Holmgren may be the biggest asset in this area since he goes out of his way to have those talks with McCoy. The best news about McCoy came from Shurmur, who said they really haven't had to slow down installation of the offense for McCoy because he has a good grip on what is being thrown at him.

Observation deck

1. A lot of rookies are going to play. I rarely go to a camp this early in the preseason where so many rookies are already in position to start or play important roles. By the time we get to Week 1, there could be at least five rookies starting and another three to four playing in sub packages.

2. It is tough installing a brand new defense that had to be converted from a 3-4 to a 4-3. New defensive coordinator Dick Jauron is a very patient, quiet man with a wealth of knowledge about the conversion process, but it is still a difficult job. Linebacker Scott Fujita, leader of the defense, told me he's fine with the transition after playing for seven different defensive coordinators in 10 years. He also told me that when the first-team defense lined up in the huddle for the first time, he had to introduce himself to three players he had never met before. It may also take a while for pass rushers to surface from the new 4-3 defense.

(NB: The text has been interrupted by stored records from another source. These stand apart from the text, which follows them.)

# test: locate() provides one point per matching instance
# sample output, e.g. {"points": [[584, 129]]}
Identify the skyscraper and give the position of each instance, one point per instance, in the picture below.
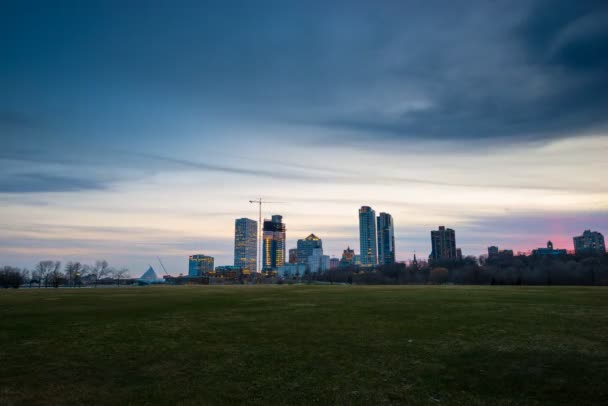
{"points": [[317, 262], [306, 246], [245, 244], [367, 236], [386, 239], [443, 242], [200, 265], [590, 243], [274, 243], [348, 257], [293, 255]]}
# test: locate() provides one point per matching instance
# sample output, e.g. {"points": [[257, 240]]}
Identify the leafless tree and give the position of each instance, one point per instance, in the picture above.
{"points": [[55, 276], [73, 272], [119, 274], [99, 270], [43, 269]]}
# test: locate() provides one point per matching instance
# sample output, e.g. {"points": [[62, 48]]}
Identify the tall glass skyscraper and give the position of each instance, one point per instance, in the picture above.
{"points": [[245, 244], [306, 247], [386, 239], [443, 243], [273, 244], [200, 265], [367, 236]]}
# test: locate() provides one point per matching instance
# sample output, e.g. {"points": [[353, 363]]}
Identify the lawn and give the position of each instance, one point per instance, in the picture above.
{"points": [[304, 345]]}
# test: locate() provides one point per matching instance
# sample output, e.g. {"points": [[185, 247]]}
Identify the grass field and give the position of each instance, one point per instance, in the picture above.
{"points": [[304, 345]]}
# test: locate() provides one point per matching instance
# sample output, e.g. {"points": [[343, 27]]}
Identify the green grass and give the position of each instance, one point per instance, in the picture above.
{"points": [[305, 345]]}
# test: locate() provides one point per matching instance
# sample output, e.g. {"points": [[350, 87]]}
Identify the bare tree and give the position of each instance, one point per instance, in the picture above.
{"points": [[99, 270], [73, 271], [43, 269], [55, 276], [119, 274]]}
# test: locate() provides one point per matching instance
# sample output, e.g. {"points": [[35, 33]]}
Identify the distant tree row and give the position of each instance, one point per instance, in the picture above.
{"points": [[516, 270], [51, 274]]}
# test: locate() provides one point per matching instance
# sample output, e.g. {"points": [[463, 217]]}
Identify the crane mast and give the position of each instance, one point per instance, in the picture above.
{"points": [[259, 202]]}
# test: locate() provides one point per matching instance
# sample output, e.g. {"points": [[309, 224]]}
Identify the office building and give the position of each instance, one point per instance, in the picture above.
{"points": [[367, 236], [590, 243], [273, 243], [386, 239], [549, 251], [306, 247], [443, 243], [293, 255], [292, 270], [348, 257], [200, 265], [334, 263], [494, 252], [245, 244], [317, 262]]}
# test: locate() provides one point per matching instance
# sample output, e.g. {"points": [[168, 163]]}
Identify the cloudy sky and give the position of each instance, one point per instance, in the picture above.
{"points": [[131, 129]]}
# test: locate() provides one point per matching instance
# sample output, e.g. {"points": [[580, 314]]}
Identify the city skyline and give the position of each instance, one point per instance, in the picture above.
{"points": [[148, 132]]}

3. Sooner or later, McCoy has to start taking all the reps. As I finished watching tapes and practice, it was clear that three quarterbacks share the reps. Shurmur explained it this way: "Say we have a 12-play period in practice. That means six plays for Colt, three for Seneca Wallace and three for Jarrett Brown." That's smart in OTAs, but it is just about time McCoy gets 80 percent of the plays if he's going to be ready. The coaches don't soon expect to change the percentage of plays each quarterback will get in preseason games or even in practice, but McCoy needs more work on fundamentals like his drop and pocket presence.

New guys to watch

1. Jordan Cameron: Maybe the steal of what appears to be a very good draft class. He didn't play much at USC, but the Browns did their homework on him and they have an all-around tight end with size, excellent route running, hands, and blocking ability.

2. Greg Little: When I sat down with the rookie wide receiver from North Carolina, I felt like I was sitting with a young Anquan Boldin. He weighs 240 pounds and has running back skills after the catch. He was clearly featured in the red-zone pass attack, but struggled to catch the ball. Holmgren feels Little is a natural hand catcher but he appeared rusty after missing his last season in college.

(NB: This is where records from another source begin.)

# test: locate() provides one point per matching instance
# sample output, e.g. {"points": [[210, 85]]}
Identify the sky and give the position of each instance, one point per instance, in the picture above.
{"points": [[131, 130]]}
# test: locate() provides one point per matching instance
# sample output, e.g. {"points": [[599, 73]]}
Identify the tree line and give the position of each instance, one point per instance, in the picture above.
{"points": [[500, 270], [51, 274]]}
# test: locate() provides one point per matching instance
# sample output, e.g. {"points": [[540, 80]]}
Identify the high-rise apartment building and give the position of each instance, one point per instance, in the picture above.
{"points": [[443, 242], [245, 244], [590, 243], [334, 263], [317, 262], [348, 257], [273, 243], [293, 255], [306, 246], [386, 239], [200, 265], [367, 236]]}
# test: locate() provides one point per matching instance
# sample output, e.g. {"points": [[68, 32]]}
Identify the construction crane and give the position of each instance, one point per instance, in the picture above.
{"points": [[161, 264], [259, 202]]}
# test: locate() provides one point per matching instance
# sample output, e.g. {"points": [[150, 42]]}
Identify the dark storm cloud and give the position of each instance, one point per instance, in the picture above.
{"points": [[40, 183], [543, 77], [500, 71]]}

3. Jabaal Sheard: The rookie defensive end from Pitt has a fine inside move against a tackle. If he works hard on a speed rush and an occasional bull rush, he could be the real deal. It will be interesting to see how he holds up against the run at 268 pounds. I did ask him what it was like to go against all-pro tackle Joe Thomas every day. He said his record against Thomas is 1-13, but he also believes it is making him better.

4. Buster Skrine: No. 22, a rookie from Tennessee-Chattanooga, has been the star of the camp in the secondary. "He's real smart and already has picked up the defense," T.J. Ward said. He looks like the perfect guy to compete for the 'slot corner' job where he can use his quickness. He had a very nice anticipation interception during practice.

5. Phil Taylor: The first-round pick from Baylor has to be a part of a significant number of plays at defensive tackle and he has to learn to keep his balance. In all fairness, he has had just a few practices.

Watching tape

Unlike some camps that I visit that don't provide access to practice videos, the Browns not only set up the tapes for viewing but Shurmur also stayed in the room with me, Brad Childress and Tim Ryan for an hour to give us a clear idea of what they are trying to do on offense.

The Browns are looking for one of their receivers to emerge as the slot in the three-wide receiver package. They definitely have a nice plan for two or even three tight-end packages, and with Peyton Hillis in the backfield it could be dangerous when that personnel group hits the field.


The Cleveland fans may be restless and want a winner right now but they are going to have to be patient. This is an investment in young players and it will take time. Progress will have to be measured in ways other than wins and losses early in the season. The AFC North is not an easy place to be, but I think they could get six or seven wins.